Wie de meest recente oefenduels van Oranje heeft gezien, tegen Engeland en Portugal, zou zomaar hoopvol kunnen zijn over de toekomst. Het eerste duel was weliswaar slecht en beloofde weinig beterschap, maar tegen de Portugezen zag het er alleraardigst uit, met name dankzij de vernieuwde tactiek van Ronald Koeman, die ervoor koos om met drie centrale verdedigers te voetballen, waarbij vooral Matthijs de Ligt positief opviel.
Hoewel nog steeds veel hardliners prediken dat het Nederlands elftal altijd met een trio aanvallers moet voetballen, met extra aandacht voor het vleugelspel, is er eindelijk realisme ontstaan in de technische staf van het nationale voetbalteam, die de armoede in de keuzemogelijkheden omarmt en daarom selecteert en formeert naar de mogelijkheden. Als er gevoetbald moet worden tegen een elftal dat beter is, kan er maar beter worden gekozen voor de defensie, in de hoop dat een countermoment – dat zich elke wedstrijd wel voordoet – zal leiden tot een doelpunt dat tegen de krachtsverhouding is.

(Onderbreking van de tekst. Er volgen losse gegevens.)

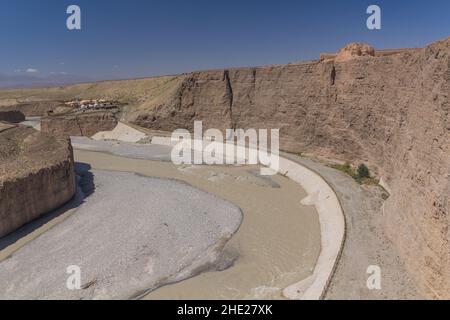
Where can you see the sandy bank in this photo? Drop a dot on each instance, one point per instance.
(132, 234)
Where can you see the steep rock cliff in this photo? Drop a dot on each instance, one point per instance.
(389, 111)
(36, 175)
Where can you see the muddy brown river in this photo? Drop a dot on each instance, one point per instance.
(277, 244)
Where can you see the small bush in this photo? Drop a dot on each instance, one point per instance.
(362, 172)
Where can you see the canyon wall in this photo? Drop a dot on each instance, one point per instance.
(36, 175)
(390, 111)
(79, 124)
(12, 116)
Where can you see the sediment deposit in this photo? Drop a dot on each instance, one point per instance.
(133, 234)
(36, 175)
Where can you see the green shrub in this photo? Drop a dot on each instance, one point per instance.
(362, 172)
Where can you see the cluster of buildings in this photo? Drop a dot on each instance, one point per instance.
(91, 104)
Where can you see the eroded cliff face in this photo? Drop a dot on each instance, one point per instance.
(36, 175)
(12, 116)
(79, 124)
(390, 111)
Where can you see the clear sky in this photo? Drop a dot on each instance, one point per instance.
(136, 38)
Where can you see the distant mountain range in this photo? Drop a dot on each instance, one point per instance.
(22, 80)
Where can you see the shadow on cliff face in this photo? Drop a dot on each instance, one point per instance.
(85, 187)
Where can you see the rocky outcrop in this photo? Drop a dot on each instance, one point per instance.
(13, 116)
(390, 111)
(80, 123)
(355, 50)
(36, 175)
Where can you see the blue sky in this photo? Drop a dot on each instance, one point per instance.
(136, 38)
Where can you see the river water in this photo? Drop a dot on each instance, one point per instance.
(277, 244)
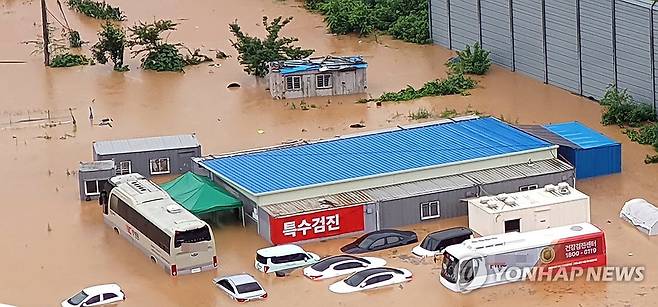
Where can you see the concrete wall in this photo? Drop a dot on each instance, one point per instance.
(579, 45)
(180, 160)
(343, 83)
(406, 211)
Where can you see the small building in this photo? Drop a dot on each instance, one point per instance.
(150, 156)
(93, 177)
(322, 76)
(590, 152)
(550, 206)
(388, 178)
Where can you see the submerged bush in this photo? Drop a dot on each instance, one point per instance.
(98, 10)
(455, 83)
(68, 60)
(621, 109)
(471, 60)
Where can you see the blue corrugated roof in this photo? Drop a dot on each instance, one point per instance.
(372, 154)
(581, 135)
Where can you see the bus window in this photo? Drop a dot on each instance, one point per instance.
(191, 236)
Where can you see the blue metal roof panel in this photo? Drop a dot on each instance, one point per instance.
(581, 135)
(371, 155)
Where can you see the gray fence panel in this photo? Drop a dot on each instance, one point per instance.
(496, 36)
(562, 44)
(633, 57)
(465, 28)
(528, 44)
(596, 46)
(439, 16)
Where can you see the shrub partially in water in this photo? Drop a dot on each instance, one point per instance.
(255, 53)
(455, 83)
(621, 109)
(69, 60)
(471, 60)
(98, 10)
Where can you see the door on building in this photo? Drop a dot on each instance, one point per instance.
(513, 225)
(542, 219)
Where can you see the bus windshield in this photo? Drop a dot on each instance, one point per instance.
(192, 236)
(449, 268)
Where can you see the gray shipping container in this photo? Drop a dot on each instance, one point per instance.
(579, 45)
(150, 156)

Koeman heeft lang genoeg in het buitenland gewerkt om te begrijpen dat onze arrogantie niet helemaal strookt met de werkelijkheid. Onze voetbalvisie is gedateerd. Dat kan je afleiden aan het gebrek aan absolute wereldsterren in deze generatie, maar ook het aantal Nederlandse coaches in het buitenland heeft een bedroevend cijfer bereikt. Niemand zit nog te wachten op verheerlijking van het antieke totaalvoetbal, dat in andere landen allang verder geëvolueerd is.
Toch is de hosannasfeer van vorige week een beetje misplaatst. We hebben eindelijk een bondscoach die naar de povere opties handelt en onze tekortkomingen ruiterlijk erkent, maar het betekent niet dat hij overal een oplossing voor heeft. Het underdogvoetbal kan worden verfijnd, net zolang tot Oranje een onverslaanbare voetbalmachine wordt. Alleen legt dat ook beperkingen bloot, vooral als de opponent kwalitatief gelijkwaardig óf beduidend minder is.

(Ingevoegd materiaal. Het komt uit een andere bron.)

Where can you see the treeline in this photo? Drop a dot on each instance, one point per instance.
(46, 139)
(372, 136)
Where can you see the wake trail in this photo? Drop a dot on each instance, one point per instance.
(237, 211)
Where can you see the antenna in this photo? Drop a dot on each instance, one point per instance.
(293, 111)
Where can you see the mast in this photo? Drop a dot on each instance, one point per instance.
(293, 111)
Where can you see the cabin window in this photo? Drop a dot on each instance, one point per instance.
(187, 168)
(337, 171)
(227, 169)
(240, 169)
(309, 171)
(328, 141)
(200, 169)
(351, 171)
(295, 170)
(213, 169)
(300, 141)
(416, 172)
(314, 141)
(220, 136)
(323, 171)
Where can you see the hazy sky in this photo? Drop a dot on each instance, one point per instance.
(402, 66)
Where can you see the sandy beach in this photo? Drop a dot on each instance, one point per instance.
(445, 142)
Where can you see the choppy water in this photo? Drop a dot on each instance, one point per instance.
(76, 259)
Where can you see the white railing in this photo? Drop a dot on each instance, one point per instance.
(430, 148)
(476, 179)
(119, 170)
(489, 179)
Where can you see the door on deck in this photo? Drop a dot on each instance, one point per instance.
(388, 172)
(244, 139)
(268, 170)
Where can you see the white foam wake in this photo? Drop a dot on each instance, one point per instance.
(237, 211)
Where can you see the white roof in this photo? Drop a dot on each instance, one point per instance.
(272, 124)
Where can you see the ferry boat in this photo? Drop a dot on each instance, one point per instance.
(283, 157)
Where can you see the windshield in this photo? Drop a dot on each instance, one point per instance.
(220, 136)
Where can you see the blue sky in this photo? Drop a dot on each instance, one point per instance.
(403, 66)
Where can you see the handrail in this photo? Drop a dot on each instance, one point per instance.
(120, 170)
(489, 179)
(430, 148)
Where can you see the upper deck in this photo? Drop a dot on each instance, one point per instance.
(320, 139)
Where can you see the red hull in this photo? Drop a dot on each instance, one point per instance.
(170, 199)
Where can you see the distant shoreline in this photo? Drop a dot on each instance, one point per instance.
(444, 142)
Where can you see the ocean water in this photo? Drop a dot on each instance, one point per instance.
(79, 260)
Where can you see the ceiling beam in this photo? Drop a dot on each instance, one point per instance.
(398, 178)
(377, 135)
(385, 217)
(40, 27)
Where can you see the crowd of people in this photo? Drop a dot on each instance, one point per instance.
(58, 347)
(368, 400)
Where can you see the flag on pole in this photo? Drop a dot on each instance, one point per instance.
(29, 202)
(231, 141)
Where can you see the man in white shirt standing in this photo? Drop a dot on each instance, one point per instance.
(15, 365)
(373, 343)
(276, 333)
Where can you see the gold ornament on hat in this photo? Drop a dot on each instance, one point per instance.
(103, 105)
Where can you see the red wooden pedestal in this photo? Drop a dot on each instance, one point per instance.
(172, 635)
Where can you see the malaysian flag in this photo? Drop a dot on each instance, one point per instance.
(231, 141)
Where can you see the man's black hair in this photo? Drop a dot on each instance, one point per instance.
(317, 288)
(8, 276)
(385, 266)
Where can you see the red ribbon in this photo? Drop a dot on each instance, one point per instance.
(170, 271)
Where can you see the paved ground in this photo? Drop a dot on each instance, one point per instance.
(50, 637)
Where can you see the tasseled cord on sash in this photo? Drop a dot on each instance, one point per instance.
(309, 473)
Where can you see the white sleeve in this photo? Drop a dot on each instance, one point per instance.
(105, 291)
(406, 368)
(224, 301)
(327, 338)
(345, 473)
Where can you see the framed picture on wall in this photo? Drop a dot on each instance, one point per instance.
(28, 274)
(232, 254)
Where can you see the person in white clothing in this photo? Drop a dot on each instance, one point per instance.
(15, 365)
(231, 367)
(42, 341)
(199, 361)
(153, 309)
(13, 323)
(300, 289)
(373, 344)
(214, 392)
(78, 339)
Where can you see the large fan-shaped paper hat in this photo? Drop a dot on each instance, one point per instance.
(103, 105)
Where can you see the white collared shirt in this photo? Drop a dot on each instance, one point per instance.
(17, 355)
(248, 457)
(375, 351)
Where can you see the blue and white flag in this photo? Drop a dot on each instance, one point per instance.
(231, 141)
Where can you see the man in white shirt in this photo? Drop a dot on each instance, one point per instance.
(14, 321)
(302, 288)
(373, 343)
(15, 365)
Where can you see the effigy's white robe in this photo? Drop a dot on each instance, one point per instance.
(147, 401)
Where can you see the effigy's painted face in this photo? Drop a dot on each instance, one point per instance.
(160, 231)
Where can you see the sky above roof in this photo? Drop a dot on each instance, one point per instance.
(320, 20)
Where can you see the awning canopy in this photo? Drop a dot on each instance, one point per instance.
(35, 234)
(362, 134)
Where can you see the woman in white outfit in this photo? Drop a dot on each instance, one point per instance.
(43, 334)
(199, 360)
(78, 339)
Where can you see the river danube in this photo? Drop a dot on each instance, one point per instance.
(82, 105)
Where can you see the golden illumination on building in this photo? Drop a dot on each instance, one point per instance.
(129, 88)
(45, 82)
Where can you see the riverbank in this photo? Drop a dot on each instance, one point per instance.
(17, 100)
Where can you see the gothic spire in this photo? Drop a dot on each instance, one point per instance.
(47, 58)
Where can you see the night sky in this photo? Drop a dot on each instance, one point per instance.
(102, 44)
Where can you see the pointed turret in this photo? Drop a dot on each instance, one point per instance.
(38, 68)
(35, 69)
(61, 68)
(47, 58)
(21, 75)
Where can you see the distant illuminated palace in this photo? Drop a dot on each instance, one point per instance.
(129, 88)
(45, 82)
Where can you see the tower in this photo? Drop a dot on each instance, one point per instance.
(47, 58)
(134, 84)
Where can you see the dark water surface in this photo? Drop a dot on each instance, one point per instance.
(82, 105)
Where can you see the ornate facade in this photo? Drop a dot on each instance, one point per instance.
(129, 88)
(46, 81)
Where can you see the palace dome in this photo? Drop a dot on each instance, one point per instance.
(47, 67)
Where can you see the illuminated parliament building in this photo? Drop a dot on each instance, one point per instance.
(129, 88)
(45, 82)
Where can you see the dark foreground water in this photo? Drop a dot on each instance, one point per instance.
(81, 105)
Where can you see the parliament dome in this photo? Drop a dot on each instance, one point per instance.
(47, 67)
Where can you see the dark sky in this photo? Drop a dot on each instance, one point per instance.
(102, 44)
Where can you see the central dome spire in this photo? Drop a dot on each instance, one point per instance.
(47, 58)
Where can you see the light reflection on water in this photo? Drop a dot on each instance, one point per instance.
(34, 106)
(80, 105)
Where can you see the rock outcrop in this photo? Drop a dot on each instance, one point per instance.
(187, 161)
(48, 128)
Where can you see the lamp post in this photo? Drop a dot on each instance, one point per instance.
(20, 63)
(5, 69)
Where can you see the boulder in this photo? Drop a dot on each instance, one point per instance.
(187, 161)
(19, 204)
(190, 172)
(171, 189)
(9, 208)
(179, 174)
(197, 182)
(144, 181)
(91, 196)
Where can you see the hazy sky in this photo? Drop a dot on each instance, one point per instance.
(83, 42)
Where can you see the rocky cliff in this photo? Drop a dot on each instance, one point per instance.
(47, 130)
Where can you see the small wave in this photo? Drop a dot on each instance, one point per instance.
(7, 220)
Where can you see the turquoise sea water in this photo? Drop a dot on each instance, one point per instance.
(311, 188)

Het nieuwe Oranje leert niet meer zelf dominant te voetballen. De tactiek is gericht op berusting – het uitvloeisel van vier jaar vernedering in kwalificatieduels. We nemen niet meer de regie in handen, maar hopen op een zwak momentje van de tegenstanders, zodat we dat ongenadig kunnen afstraffen. Er is op zich niets mis met deze instelling. In Italië zijn ze er groot mee geworden en werd het catenacciovoetbal decennialang gecultiveerd en zelfs geromantiseerd, omdat het zoveel succes opleverde.

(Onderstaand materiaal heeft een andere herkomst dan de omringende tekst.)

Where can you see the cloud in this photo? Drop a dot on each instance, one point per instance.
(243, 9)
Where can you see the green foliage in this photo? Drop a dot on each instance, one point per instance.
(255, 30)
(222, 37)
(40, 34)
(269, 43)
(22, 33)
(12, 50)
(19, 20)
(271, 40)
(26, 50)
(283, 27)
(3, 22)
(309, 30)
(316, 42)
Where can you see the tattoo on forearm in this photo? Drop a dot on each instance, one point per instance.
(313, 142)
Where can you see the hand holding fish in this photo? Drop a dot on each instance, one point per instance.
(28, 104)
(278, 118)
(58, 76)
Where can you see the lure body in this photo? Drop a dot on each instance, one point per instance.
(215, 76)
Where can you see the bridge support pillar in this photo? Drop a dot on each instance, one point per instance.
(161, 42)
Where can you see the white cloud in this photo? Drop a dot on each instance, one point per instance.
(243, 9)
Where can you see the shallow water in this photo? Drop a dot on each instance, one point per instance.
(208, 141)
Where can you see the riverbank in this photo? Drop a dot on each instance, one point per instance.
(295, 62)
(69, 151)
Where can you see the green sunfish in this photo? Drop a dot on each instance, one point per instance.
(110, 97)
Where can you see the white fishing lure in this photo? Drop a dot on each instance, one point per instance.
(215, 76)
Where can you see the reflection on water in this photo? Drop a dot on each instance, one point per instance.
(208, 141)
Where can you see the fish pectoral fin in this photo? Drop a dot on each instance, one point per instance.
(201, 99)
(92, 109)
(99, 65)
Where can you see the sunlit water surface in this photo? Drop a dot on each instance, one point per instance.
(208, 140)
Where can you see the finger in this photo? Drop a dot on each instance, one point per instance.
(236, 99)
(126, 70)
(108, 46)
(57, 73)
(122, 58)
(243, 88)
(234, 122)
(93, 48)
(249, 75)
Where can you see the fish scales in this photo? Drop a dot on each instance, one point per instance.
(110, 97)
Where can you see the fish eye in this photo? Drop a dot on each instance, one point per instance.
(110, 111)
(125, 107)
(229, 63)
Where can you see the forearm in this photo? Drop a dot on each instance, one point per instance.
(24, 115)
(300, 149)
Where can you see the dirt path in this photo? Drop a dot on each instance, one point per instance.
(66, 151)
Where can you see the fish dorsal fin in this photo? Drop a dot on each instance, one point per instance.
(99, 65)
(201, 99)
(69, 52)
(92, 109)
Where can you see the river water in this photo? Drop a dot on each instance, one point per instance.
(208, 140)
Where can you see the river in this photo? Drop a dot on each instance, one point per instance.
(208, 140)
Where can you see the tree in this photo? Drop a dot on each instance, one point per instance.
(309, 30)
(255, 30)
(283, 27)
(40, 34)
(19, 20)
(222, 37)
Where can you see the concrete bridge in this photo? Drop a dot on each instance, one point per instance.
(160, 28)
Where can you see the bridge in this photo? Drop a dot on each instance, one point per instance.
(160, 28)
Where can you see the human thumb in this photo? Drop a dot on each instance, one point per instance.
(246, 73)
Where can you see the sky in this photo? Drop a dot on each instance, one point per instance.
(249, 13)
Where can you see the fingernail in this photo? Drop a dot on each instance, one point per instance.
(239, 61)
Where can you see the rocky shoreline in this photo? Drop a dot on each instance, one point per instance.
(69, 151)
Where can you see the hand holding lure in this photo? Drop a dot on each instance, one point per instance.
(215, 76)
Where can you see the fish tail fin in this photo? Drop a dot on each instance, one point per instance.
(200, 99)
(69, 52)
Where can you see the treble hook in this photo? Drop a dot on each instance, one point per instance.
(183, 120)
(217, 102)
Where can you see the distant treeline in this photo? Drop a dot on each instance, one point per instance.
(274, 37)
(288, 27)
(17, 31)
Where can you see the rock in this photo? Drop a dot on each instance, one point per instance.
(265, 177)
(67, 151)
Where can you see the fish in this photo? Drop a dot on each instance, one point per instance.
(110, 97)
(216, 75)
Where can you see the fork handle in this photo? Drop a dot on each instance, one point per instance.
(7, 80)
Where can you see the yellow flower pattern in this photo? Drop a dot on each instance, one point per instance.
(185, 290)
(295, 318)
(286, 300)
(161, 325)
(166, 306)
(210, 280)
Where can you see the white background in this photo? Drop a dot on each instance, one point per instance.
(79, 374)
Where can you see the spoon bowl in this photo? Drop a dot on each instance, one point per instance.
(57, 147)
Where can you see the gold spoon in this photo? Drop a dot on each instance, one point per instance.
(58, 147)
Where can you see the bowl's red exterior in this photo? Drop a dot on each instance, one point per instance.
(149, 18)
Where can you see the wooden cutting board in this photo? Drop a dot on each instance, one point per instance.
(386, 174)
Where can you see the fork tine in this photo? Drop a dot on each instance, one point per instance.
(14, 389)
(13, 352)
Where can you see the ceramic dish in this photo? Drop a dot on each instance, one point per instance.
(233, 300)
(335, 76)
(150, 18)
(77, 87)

De vraag is of het in onze volksaard zit om ook genoegen te nemen met een afwachtende rol. Wij zijn meer de gangmakers die van sierlijk en attractief voetbal houden. Niemand leert graag op zijn amateurclub hoe hij een mooie tackle moet maken. Alles is gericht op aanvallen, positiespelletjes en individuele technische acties. Toch zijn we vreemd genoeg juist in deze elementen steeds slechter geworden.
Tegen die ontwikkeling kan Koeman zich niet verzetten. Dat is iets voor de lange termijn. Hij moet zich neerleggen bij het feit dat we tegenwoordig alleen één tactiek echt goed kunnen uitvoeren. Als Oranje in de toekomst het spel zal moeten maken, zullen al onze beperkingen alsnog pijnlijk zichtbaar worden. Oranje moet in aanloop naar het EK van 2020 dus vooral hopen op een kwalificatiepoule met zware tegenstanders. Anders hebben we een probleem.